I have a weird problem which only occurs since today on my github workflow. These are relevant commands.
pip3 install torch torchvision torchaudio --index-url https://download.pytorch.org/whl/cu117
pip3 install mmengine==0.6.0 mmcv==2.0.0rc3 mmdet==3.0.0rc5 mmaction2==1.0rc3
The former succeeded. The latter stops with following error:
Collecting mmengine==0.6.0
  Using cached mmengine-0.6.0-py3-none-any.whl (360 kB)
Collecting mmcv==2.0.0rc3
  Using cached mmcv-2.0.0rc3.tar.gz (424 kB)
  Preparing metadata (setup.py) ... error
  error: subprocess-exited-with-error
  
  × python setup.py egg_info did not run successfully.
  │ exit code: 1
  ╰─> [18 lines of output]
      Traceback (most recent call last):
        File "<string>", line 2, in <module>
        File "<pip-setuptools-caller>", line 34, in <module>
        File "/tmp/pip-install-uml22xq3/mmcv_89a43e000b91495e88399ffe3c493514/setup.py", line 329, in <module>
          ext_modules=get_extensions(),
                      ^^^^^^^^^^^^^^^^
        File "/tmp/pip-install-uml22xq3/mmcv_89a43e000b91495e88399ffe3c493514/setup.py", line 290, in get_extensions
          ext_ops = extension(
                    ^^^^^^^^^^
        File "/home/github/.pyenv/versions/miniconda3-3.10-22.11.1-1/envs/heavi-analytic/lib/python3.11/site-packages/torch/utils/cpp_extension.py", line 1048, in CUDAExtension
          library_dirs += library_paths(cuda=True)

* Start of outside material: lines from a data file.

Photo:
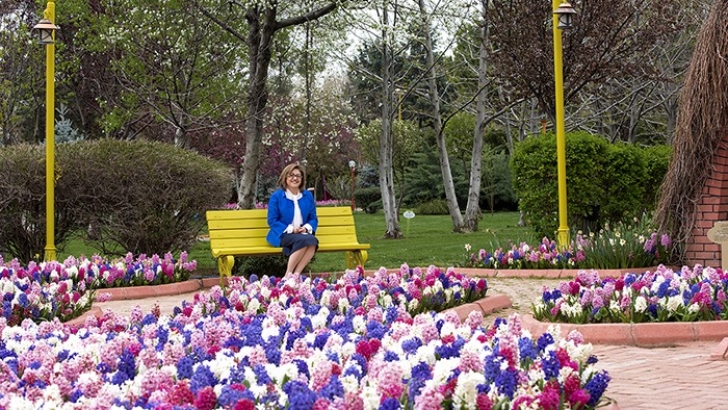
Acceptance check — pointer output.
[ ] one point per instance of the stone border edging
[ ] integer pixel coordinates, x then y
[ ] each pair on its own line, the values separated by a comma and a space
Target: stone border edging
487, 305
142, 292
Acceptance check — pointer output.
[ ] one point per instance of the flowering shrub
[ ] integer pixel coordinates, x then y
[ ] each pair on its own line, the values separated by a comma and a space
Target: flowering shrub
42, 291
619, 248
142, 271
299, 344
661, 296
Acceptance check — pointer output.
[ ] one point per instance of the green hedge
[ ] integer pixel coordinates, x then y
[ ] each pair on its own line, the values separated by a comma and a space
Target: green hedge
127, 196
604, 182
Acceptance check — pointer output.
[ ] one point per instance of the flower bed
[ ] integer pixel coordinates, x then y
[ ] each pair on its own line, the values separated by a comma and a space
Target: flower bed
42, 291
622, 246
662, 295
303, 344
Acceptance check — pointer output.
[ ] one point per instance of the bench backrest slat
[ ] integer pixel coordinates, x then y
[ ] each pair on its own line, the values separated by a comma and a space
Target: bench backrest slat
248, 228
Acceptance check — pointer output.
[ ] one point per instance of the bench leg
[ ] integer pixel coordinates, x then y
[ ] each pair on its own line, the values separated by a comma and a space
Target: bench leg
225, 266
355, 258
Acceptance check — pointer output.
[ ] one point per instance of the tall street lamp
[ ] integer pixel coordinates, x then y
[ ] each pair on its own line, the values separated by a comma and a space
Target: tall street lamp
45, 30
352, 166
562, 18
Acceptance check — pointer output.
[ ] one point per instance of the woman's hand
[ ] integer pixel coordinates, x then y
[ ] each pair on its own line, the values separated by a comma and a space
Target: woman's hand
300, 229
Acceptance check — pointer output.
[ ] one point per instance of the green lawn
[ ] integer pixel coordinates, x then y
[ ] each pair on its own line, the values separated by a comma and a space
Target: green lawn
428, 240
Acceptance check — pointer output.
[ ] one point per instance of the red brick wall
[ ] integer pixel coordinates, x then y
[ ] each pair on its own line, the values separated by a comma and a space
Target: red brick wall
712, 207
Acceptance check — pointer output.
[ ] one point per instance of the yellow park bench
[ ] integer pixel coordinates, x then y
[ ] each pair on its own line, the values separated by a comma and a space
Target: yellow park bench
242, 233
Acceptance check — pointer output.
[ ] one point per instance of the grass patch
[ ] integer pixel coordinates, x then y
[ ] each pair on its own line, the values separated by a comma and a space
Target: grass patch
429, 240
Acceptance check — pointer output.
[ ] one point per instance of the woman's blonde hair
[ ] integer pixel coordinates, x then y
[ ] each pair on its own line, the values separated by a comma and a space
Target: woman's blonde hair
288, 170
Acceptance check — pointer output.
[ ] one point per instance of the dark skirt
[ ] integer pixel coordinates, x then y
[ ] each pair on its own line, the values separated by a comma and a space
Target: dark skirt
291, 242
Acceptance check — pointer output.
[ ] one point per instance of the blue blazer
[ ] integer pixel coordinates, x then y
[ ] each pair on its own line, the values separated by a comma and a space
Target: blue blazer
280, 214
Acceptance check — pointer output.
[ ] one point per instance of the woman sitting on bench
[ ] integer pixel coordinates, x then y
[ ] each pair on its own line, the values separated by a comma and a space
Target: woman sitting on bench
292, 219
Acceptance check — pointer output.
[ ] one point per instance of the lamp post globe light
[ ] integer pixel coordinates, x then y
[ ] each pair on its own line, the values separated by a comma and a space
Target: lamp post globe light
562, 20
45, 30
352, 166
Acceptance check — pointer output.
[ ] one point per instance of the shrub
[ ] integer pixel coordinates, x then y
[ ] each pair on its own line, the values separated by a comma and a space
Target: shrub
149, 197
604, 182
23, 199
142, 197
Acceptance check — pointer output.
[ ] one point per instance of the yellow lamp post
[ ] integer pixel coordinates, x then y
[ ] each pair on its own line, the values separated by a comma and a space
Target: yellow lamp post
562, 17
46, 34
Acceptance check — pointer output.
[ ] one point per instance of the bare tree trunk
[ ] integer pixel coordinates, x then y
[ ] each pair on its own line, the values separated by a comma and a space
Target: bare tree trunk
473, 212
260, 38
386, 161
308, 80
434, 95
262, 27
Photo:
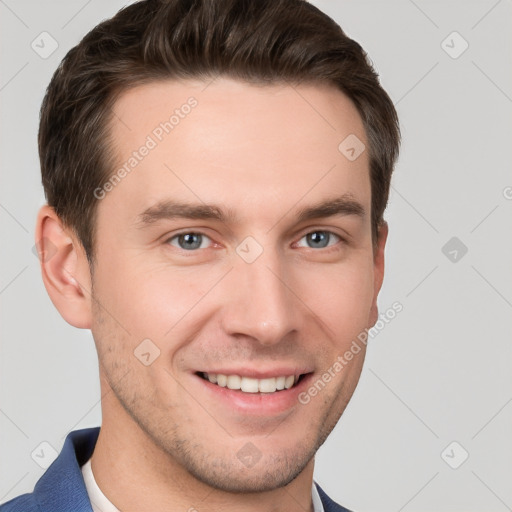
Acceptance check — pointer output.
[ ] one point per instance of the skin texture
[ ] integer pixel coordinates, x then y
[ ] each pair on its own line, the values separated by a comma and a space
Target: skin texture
263, 152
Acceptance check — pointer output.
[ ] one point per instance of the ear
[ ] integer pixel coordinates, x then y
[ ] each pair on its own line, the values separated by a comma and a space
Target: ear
378, 272
64, 267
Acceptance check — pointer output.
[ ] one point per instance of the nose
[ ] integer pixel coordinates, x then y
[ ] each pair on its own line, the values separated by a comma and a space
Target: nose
261, 301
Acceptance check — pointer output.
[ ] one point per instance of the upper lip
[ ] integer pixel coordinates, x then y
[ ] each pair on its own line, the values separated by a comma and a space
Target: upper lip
259, 373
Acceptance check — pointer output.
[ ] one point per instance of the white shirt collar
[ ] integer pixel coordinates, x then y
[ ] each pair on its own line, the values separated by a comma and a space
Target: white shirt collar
100, 503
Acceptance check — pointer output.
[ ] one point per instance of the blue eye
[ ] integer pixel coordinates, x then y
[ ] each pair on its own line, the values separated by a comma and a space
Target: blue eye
189, 241
320, 239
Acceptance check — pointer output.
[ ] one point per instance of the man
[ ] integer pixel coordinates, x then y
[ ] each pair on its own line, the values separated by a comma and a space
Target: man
216, 174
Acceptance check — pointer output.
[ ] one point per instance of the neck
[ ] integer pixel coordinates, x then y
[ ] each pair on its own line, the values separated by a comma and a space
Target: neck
137, 475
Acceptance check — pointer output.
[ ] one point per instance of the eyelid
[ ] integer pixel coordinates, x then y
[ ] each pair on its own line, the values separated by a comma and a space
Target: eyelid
330, 232
304, 233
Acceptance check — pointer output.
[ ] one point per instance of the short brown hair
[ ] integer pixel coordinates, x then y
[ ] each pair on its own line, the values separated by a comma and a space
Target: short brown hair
265, 41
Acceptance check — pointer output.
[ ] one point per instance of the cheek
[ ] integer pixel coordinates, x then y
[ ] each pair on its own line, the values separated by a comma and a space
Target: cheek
342, 294
148, 301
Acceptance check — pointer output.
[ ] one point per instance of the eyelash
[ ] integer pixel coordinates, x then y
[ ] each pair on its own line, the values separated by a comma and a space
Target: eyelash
328, 248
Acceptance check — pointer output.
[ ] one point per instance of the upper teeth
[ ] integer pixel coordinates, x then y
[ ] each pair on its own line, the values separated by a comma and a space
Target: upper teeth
250, 385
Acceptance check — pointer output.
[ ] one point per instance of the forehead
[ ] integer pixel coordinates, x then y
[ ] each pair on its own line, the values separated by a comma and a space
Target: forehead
251, 147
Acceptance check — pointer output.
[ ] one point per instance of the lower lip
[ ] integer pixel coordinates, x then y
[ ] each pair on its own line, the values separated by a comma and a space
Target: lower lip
258, 404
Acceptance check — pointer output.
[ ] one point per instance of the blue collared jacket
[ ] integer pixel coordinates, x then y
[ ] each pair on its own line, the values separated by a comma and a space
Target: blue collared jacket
62, 488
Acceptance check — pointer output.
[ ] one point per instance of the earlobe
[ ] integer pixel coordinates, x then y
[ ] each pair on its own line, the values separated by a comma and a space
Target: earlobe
64, 267
378, 272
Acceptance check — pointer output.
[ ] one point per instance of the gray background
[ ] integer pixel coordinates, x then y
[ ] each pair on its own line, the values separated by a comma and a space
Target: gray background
439, 372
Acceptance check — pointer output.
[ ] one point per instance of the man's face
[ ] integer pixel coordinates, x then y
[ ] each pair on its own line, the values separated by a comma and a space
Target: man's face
262, 292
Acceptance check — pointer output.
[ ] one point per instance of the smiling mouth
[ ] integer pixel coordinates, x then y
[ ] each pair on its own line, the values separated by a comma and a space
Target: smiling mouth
252, 385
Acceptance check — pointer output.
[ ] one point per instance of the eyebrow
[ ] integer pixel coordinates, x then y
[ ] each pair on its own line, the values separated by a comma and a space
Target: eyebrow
170, 209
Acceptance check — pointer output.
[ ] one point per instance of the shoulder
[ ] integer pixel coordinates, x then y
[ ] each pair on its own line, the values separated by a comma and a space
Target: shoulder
61, 488
329, 505
23, 503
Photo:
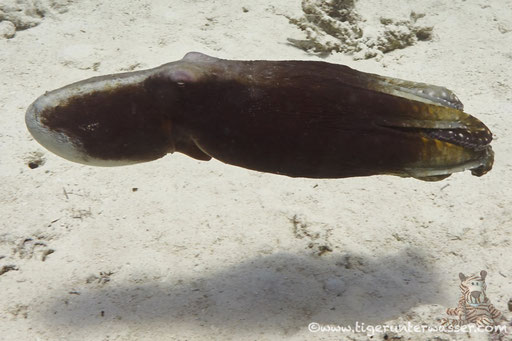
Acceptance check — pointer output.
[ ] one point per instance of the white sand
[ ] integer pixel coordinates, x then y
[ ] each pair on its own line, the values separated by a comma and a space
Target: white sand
207, 251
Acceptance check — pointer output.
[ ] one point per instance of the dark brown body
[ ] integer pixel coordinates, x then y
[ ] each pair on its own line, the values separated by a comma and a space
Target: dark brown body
296, 118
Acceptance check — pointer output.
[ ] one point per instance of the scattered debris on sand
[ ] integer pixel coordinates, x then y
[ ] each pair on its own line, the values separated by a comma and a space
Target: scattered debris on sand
335, 26
17, 15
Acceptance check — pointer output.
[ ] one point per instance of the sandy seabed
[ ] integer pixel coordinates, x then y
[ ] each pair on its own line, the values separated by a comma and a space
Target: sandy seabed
179, 249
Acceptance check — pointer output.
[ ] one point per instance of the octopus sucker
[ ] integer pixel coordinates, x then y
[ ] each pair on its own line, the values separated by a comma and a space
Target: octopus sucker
296, 118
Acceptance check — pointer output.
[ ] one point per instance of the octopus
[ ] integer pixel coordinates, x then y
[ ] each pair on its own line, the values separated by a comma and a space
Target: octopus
307, 119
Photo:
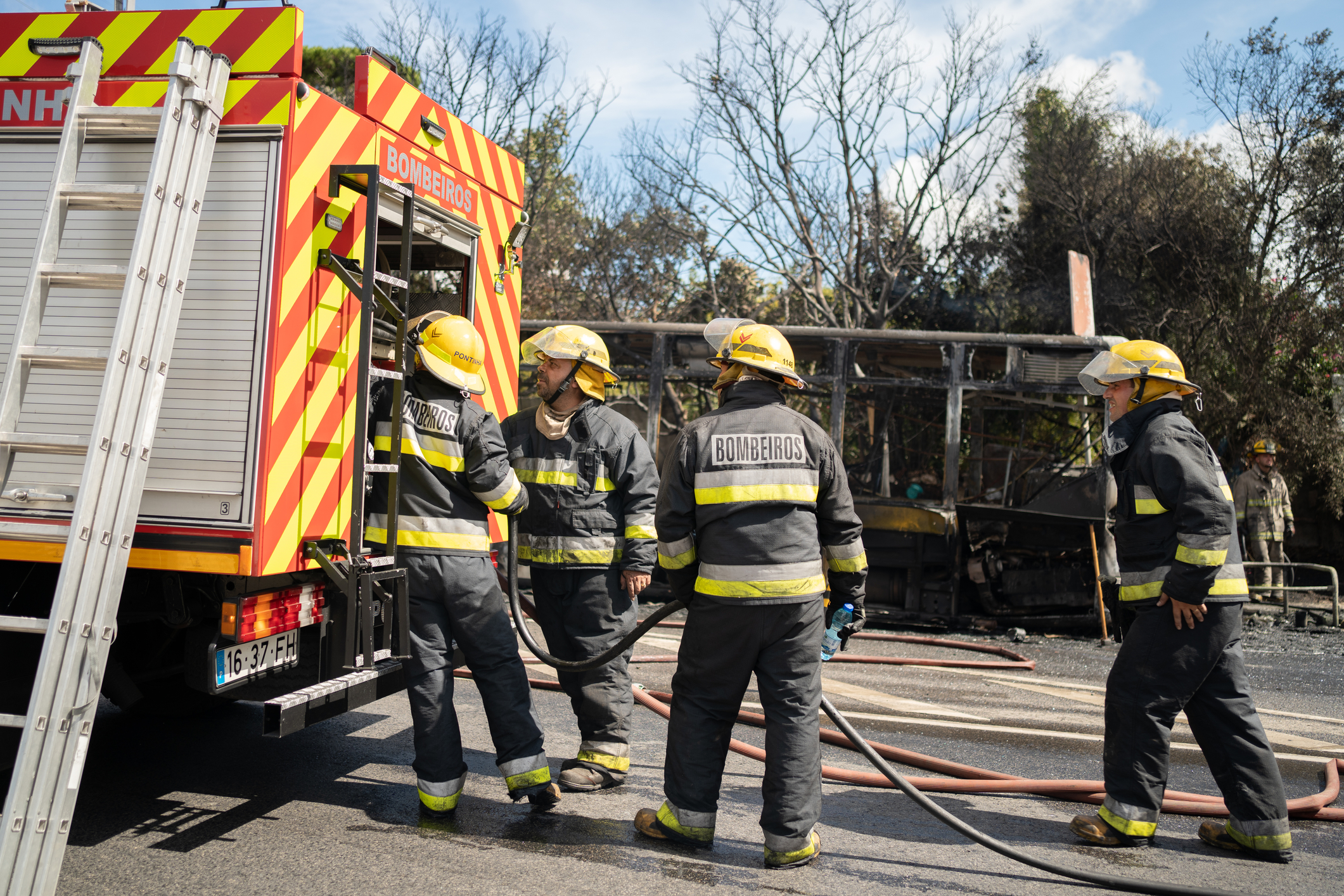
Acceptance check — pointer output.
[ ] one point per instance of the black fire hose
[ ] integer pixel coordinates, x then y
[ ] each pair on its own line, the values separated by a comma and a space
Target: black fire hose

                          ^^^^^^^^^^^^^^^^^^^^^^^^
        File "/home/github/.pyenv/versions/miniconda3-3.10-22.11.1-1/envs/heavi-analytic/lib/python3.11/site-packages/torch/utils/cpp_extension.py", line 1179, in library_paths
          if (not os.path.exists(_join_cuda_home(lib_dir)) and
                                 ^^^^^^^^^^^^^^^^^^^^^^^^
        File "/home/github/.pyenv/versions/miniconda3-3.10-22.11.1-1/envs/heavi-analytic/lib/python3.11/site-packages/torch/utils/cpp_extension.py", line 2223, in _join_cuda_home
          raise EnvironmentError('CUDA_HOME environment variable is not set. '
      OSError: CUDA_HOME environment variable is not set. Please set it to your CUDA install root.
      [end of output]
  
  note: This error originates from a subprocess, and is likely not a problem with pip.
error: metadata-generation-failed
× Encountered error while generating package metadata.
╰─> See above for output.
note: This is an issue with the package mentioned above, not pip.
hint: See above for details.
Any idea?
UPDATE 1: So it turns out that pytorch version installed is 2.0.0 which is not desirable.
 
                        
It turns out that as torch 2 was released on March 15 yesterday, the continuous build automatically gets the latest version of torch.
This hardcoded torch version fix everything:
It installs torch 1.13 with cuda 11.7.
EDIT 1:
Sometimes pip3 does not succeed. Use conda instead.